Will Hutton on Northern Rock

Here’s a surprise. It’s all Maggie’s fault.

The pictures of Gordon Brown having tea with Lady Thatcher in Downing
Street in the middle of a bank run could hardly have been more
compromising. It was her philosophy that above any other has led us to
this pass.

I was looking for some sort of guide as to what should actually happen:

We need a solid, social democratic government to reduce the risk of
such recklessness in future, not tell us that finance should be left to
finance while the taxpayer picks up the pieces.

A social democratic government, eh? You mean a little more like Germany? You know, Rhineland capitalism…that’s what Will normally means when he says such things. Certainly, Germany has never had that dose of Thatcherism now, has it?

Gosh:

SachsenLB is the second German bank to be caught up in the subprime
turmoil which has hit stock markets across the world after the troubled
IKB, which was rescued with an 8.1 billion dollar liquidity line
extended by state-owned KfW, its main shareholder.

Wow:

The German bank Sachsen LB is the newest victim of the subprime turmoil
that has hit European commercial paper markets. The government-backed
German Savings Associations have provided a €17.3 billion credit line
for the investment fund called Ormond Quay belonging to Sachsen LB.
This is the third German bailout in three weeks.

So, from the available evidence. A social democratic system of bank regulation has seen three banks requiring salvaging because they have already lost money in these mortgage markets. They’ve been rescued at great cost to the taxpayers.

A more free market system has had one bank run, this brought on by the inability to roll over short term borrowings. No cost to the taxpayer (as yet. Given the interest being charged, likely a profit in fact).  No losses as yet in fact. Just a credit crunch.

And our Will says that the second system is worse than the first and we should move from the second to the first. What excellent advice, eh? Guess that’s why they pay him the big bucks.

5 responses

  1. Are you saying in the German case the money has actually been spent?
    Tim adds: In the German case, the money has already been lost: they invested in bonds whose value has now fallen. Northern Rock is something different (so far). They’ve got a classic liquidity crisis.

  2. At the moment, though it’ll be interesting whether their assets end up being worth what they think.
    But that wasn’t quite what I meant.

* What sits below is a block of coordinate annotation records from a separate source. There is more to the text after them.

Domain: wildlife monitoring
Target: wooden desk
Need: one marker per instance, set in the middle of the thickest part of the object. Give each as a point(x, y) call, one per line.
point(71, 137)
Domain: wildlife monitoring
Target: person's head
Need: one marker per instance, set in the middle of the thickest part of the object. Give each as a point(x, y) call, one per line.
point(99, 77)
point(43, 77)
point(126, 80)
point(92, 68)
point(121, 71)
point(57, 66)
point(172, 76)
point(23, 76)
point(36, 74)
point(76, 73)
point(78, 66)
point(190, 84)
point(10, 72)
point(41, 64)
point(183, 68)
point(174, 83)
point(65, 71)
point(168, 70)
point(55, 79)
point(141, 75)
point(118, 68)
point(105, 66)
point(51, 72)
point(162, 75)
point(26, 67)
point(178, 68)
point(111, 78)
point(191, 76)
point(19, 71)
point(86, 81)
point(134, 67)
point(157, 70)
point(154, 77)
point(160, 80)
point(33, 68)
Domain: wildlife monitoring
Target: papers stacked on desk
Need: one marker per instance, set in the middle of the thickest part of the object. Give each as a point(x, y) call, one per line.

In the German case, has the German taxpayer actually spent 25.4bn euros on these two banks, ie in the same way it spends about that on defence per year (or twice that on defence, but you get what I mean).
    Tim adds: As far as I’m aware, thy’ve had to put the money in. The N Rock this is still an overdraft facility.

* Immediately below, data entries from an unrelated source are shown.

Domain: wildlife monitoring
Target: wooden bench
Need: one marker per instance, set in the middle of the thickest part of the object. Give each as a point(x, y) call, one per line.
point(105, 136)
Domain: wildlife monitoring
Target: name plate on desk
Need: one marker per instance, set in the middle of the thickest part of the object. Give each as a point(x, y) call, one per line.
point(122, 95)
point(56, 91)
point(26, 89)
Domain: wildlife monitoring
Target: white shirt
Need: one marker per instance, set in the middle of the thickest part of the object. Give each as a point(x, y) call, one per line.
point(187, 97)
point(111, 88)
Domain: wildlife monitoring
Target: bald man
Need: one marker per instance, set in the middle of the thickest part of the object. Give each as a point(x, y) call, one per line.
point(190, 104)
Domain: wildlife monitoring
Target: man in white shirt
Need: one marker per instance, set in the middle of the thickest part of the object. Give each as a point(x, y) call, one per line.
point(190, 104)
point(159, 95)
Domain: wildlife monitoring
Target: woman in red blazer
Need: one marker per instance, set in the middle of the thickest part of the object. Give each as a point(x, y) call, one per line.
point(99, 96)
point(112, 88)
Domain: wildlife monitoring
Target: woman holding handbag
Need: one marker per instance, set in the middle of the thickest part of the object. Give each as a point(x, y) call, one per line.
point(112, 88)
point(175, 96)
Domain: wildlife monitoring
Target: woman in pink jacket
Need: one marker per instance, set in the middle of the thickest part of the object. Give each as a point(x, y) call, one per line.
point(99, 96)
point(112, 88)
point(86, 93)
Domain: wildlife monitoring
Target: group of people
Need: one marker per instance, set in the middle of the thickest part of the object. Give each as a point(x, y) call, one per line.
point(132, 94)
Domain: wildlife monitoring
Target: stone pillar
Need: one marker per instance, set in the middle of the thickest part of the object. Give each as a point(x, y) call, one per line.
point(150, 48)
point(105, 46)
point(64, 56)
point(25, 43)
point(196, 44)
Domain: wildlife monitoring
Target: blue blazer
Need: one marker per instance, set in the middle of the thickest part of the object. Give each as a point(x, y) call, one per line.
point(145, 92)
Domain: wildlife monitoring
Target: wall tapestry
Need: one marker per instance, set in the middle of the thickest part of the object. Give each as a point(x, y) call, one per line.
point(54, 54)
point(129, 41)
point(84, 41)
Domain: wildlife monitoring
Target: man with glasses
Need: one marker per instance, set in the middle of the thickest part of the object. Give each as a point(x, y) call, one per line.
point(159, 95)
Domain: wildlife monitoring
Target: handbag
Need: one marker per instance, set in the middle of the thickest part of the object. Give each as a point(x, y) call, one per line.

  3. I’m a little sceptical, I have to say. That would nearly double the government’s budget deficit.
    Reports I’ve seen sugges it is a credit line as the bank is unable to sell its commercial paper. I don’t think the bank’s losses are 25.4bn euro.

  4. I’ve done some more research and I’m really not sure you are right in your assertion that the money has been spent. A report in Townhall (ok..ok) says that the credit line had not even be drawn upon as of Aug 28th.
    What was your source?

  5. NR has now put itself up for sale.
    Seeing as its market capitalisation as at Friday was only about £2bn, it would only require a 2% write down on its loan book of £113 bn for it to be worthless.
    If house prices go down by ‘only’ 10% then NR will have to write down at least 2% of its loan book and that is the end of that.